Bug 747772 – Having hardcoded utf8 strings in the source code does not play cool with msvc

After an evaluation, GNOME has moved from Bugzilla to GitLab. Learn more about GitLab.
No new issues can be reported in GNOME Bugzilla anymore.
To report an issue in a GNOME project, go to GNOME GitLab.
Do not go to GNOME Gitlab for: Bluefish, Doxygen, GnuCash, GStreamer, java-gnome, LDTP, NetworkManager, Tomboy.

Bug 747772 - Having hardcoded utf8 strings in the source code does not play cool with msvc


Summary:	Having hardcoded utf8 strings in the source code does not play cool with msvc


Status:	RESOLVED NOTGNOME

Product:	pango
Classification:	Platform
Component:	win32
Version:	1.36.x
Hardware:	Other Windows

Importance:	Normal major
Target Milestone:	---
Assigned To:	gtk-win32 maintainers
QA Contact:	pango-maint

URL:
Whiteboard:

Depends on:
Blocks:

Reported:	2015-04-13 11:23 UTC by Ignacio Casal Quinteiro (nacho)
Modified:	2016-03-15 03:34 UTC

See Also:
GNOME target:	---
GNOME version:	---

Description Ignacio Casal Quinteiro (nacho) 2015-04-13 11:23:35 UTC

pango provides some sample strings in https://git.gnome.org/browse/pango/tree/pango/pango-language-sample-table.h

These strings do not play well with msvc since it end ups failing the utf-8 validation with them. It would probably be better to handle this with an ini file and load those strings at runtime.

The way to reproduce this issue:
 * build gtk3 i.e using https://github.com/nice-software/gtk-win32/
 * set the system language format to i.e spanish
 * launch gtk3-demo
 * Several warning of the type of "(gtk3-demo.exe:2492): Pango-WARNING **: Invalid UTF-8 string passed to pango_layout_set_text()" will appear

Comment 1 Ignacio Casal Quinteiro (nacho) 2015-04-13 11:29:07 UTC

Another possibility instead of using an ini file would be to preprocess the file and to convert all the strings with non-ascii chars into escape sequences, which would probably make more sense since also the strings are already there translated and they are suppose to not change at run-time

Comment 2 Ignacio Casal Quinteiro (nacho) 2015-04-13 14:08:42 UTC

Downstream I fixed this problem by escaping the utf-8 chars. See https://github.com/nice-software/gtk-win32/commit/560ce11285ccd57a31a3a1594b2e40f666792ede

Comment 3 Fan, Chun-wei 2015-04-13 14:41:07 UTC

Hello Nacho,

I couldn't reproduce this on my Visual Studio 2008 and 2013 builds.

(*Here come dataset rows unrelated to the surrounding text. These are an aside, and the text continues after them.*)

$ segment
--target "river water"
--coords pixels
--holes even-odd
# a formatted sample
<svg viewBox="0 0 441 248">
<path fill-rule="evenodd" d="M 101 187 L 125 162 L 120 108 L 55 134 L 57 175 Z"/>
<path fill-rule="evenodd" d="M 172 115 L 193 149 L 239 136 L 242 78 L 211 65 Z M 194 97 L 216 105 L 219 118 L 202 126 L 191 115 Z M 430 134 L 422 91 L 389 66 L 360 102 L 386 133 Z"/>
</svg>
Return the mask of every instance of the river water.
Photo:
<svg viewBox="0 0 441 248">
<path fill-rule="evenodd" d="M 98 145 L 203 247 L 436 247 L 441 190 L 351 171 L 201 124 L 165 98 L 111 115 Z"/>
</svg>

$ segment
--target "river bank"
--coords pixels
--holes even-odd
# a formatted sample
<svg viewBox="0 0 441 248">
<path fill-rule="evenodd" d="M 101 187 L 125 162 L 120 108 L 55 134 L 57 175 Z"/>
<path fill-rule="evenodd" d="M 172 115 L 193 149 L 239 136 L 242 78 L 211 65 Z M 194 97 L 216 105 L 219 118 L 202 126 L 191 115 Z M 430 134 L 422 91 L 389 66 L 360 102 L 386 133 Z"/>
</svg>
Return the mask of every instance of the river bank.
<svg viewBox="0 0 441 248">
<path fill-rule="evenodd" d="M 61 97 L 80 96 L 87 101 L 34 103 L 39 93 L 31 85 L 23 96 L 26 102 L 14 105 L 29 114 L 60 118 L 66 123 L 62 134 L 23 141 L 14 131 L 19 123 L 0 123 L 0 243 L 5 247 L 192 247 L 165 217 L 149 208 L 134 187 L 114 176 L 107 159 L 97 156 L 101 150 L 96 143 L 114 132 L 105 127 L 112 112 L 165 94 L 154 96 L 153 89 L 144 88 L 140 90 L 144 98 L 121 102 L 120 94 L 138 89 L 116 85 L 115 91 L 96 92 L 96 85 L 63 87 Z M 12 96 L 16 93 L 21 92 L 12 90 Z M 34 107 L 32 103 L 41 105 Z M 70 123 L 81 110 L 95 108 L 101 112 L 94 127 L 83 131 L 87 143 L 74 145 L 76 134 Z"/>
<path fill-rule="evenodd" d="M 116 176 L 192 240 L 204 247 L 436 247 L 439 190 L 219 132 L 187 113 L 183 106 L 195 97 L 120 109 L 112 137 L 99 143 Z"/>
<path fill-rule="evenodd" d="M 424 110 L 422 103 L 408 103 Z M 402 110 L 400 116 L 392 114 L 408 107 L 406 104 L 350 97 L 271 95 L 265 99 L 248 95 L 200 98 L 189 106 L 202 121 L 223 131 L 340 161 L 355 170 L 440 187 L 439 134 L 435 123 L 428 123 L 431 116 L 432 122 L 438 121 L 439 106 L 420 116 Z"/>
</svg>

I think I know the source of the problem after seeing build.ps1, because I see that the script is trying to add BOM to the file to avoid C4819, which actually causes bad binaries to be built (as it bit me before).  I think the way to avoid it would be to set the files that had BOM added to them to be just as UTF8 (*without* BOM) and set the correct "Language for non-Unicode Programs"[1], such as English (United States) or English (United Kingdom), reboot when prompted, and redo the build.

This C4819 issue hits quite a number of projects, including QT, libreoffice, KDE and Mozilla, for references.

Can you try to do these and let me know how things went for you?  I am bending towards closing this as resolved-notgnome as a result.

[1]: See the screen shots for Windows 7 (and 8.x) at https://www.coscom.co.jp/learnjapanese801/japanesefont/nonunicode_win7.html

Hope this clears things up.

With blessings, thank you!

Comment 4 Ignacio Casal Quinteiro (nacho) 2015-04-13 14:47:22 UTC

Fan, this makes more sense. I was actually wonder why those boms were added since when researching about this I saw that they should not be added. I will test and get back to you.

Comment 5 Ignacio Casal Quinteiro (nacho) 2015-04-13 14:58:21 UTC

It works like a charm now after removing the BOMs. Thanks Fan.

Comment 6 Arnav Singh 2015-04-13 16:32:11 UTC

Fan: nacho brought this issue to my attention in HexChat's IRC channel today.

I was aware that you had said adding a BOM would not work in your MSVCCompilationOfGTKStack article, but since in practice I saw HexChat had no problems with rendering non-English text I ignored it. However I do see the warnings nacho is talking about when running gtk-demo.exe so I can take a look into fixing it.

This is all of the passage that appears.